Tracing and Recording One’s Family History: A Worthwhile Holiday Project
Holidays mean more time with extended family relations whom one sees only this time of year. This makes it an ideal time to work on tracing and recording one’s family history, although there is no reason one cannot embark on this project any other time.
I did some initial work on tracing and recording my own genealogy for a Philippine history class in college. Our professor assigned it as a project; he said it would let us understand how we are part of history. In retrospect, I think the project also gave me an idea of how historians work. (Homeschooling parents looking for projects to assign, take note!)
I worked by interviewing relatives during family gatherings and taking down notes. It was a very rewarding process. I heard stories about adventurous settlers and exiles from Spain, indio revolutionaries, World War II heroes, and a librettist who translated Verdi’s Rigoletto into Cebuano.
Right now, many of my sources for these stories are either dead or aging. I am grateful for having had the opportunity to hear and record these stories. These stories, after all, may be personal anecdotes, but they are also part of national and even world history.
The endeavour gave me a sense of who I am, and why I am the way I am. It gave me deeper insights into my own identity, and reasons to be proud of it.
Of course, I also discovered some things about my family which I do not feel comfortable writing about publicly. But no family is perfect. Furthermore, as the movie Coco has shown, confronting the root of family wounds can be the beginning of healing and redemption.
If I had more time and money to continue this project, I would probably look for civil registry documents, newspaper clippings, and other materials, and then go further to where those sources in turn lead. I would most likely need to travel domestically and internationally to do this, but who knows what opportunities may come my way. In fact, I regret not having gotten in touch with my Spanish roots during my one year stay in Spain.

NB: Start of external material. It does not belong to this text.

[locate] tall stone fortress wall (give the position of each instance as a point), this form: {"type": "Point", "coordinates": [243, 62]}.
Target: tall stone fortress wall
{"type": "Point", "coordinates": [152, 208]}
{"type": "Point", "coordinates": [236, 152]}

If I were to pursue this project further, it would definitely put me in touch with distant living relatives with whom I can communicate. I am sure it would be exciting getting to know long lost relatives in unlikely places.
At present, however, life deprives me of time and money to continue this project beyond recording oral histories. Still, I think it is a worthy endeavour even if I do not go further. I owe it to my family and myself to preserve our stories for future generations. At the very least, I owe it to my relatives whom I interviewed who were willing to tell their — our — stories.